O Congresso está prestes a expandir significativamente a partilha de informações com Israel através de legislação que integra as redes de informações dos dois países. O projecto-lei “FY2027 Intelligence Authorization Act” (“Acto de Autorização de Informações para o Ano Fiscal de 2027”) inclui disposições para a partilha obrigatória de informações com Israel.

A legislação refere:

“A partilha de informações deverá incluir (…) ameaças à cibersegurança, terrorismo, evasão de sanções, planos e intenções de actores estatais e não estatais, proliferação de tecnologia adversária, ameaças de mísseis, sistemas aéreos não tripulados, mísseis de cruzeiro, mísseis balísticos, consciência situacional aérea e espacial e outras ameaças aéreas relevantes para a defesa de Israel, das forças e interesses dos Estados Unidos na região e dos parceiros regionais de segurança.”

Se for aprovado, o projecto-lei concederia aos funcionários do governo israelita, como ao primeiro-ministro Benjamin Netanyahu, um acesso extremamente amplo aos serviços de informação dos EUA. A proposta é apoiada tanto por democratas como por republicanos, numa demonstração de que o unipartido sionista transcende qualquer tipo de divergência ideológica, nos Estados Unidos.

A legislação pode remodelar o panorama global da partilha de informações de inteligência, potencialmente marginalizando a aliança Five Eyes com os parceiros tradicionais de inteligência de língua inglesa dos Estados Unidos: Reino Unido, Austrália, Canadá e Nova Zelândia. A aprovação da lei tornaria os EUA e Israel, possivelmente, uma única nação do ponto de vista da inteligência, com os parceiros da Five Eyes provavelmente preocupados com o facto de qualquer informação partilhada com os EUA estar também disponível para Israel.

A iniciativa surge numa altura em que o Congresso prepara-se também para aprovar um outro projecto-lei que na prática funde as forças armadas norte-americanas e israelitas, sendo que os dois vectoires legislativos confirmam a intenção do Estado profundo de arrastar a América para uma situação de guarda-costas de Israel e de consequente conflito permanente no Médio-Oriente, confirmando as teorias da conspiração que há muito denunciam as elites em Washington como empenhadas nas “guerras eternas” e o estabelecimento norte-americano como completamente dominado pelos interesses de Telavive.

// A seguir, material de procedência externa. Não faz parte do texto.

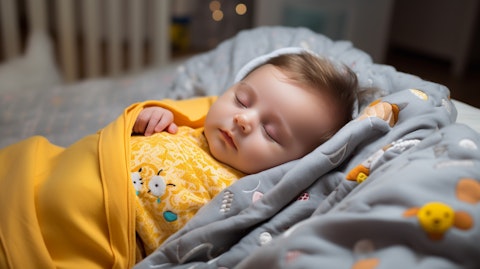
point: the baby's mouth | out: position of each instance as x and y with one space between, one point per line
227 136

Ironicamente, o Pentágono subiu o risco de espionagem israelita ao seu nível mais elevado na semana passada. As preocupações internas centram-se numa série de incidentes de espionagem israelita contra os EUA, o que se tornará mais fácil no futuro se o país tiver um acesso amplo e não necessariamente recíproco à inteligência dos EUA, já que os serviços de inteligência de Telavive não são obrigados por qualquer facto legislativo a partilhar informações com o seu aliado.

O projecto-lei surge pouco depois ter sido massivamente noticiado pela propaganda do Regime Epstein que o presidente Donald J. Trump alegadamente criticou veementemente o primeiro-ministro israelita, Benjamin Netanyahu, num telefonema no início deste mês, afirmando, referindo-se aos ataques israelitas ao Líbano que violaram o cessar-fogo decretado pela Casa Branca e têm inviabilizado as negociações de paz com o Irão:

“Que merda é que pensas que estás a fazer? Estarias na prisão se não fosse por mim. Estou a salvar-te a pele. Toda a gente te odeia agora. Toda a gente odeia Israel por causa disto.”

É claro que é preciso ser muito, mas mesmo muito ingénuo para acreditar nisto. Trump tem servido a vontade de cinzas de Netanyahu como um criadito subserviente, desde que regressou à Casa Branca, e o governo israelita desautoriza o presidente americano dia sim, dia não e de acordo com os seus exclusivos objectivos bélicos, apesar de depender do poder militar e financeiro dos EUA como um proxeneta das suas prostitutas.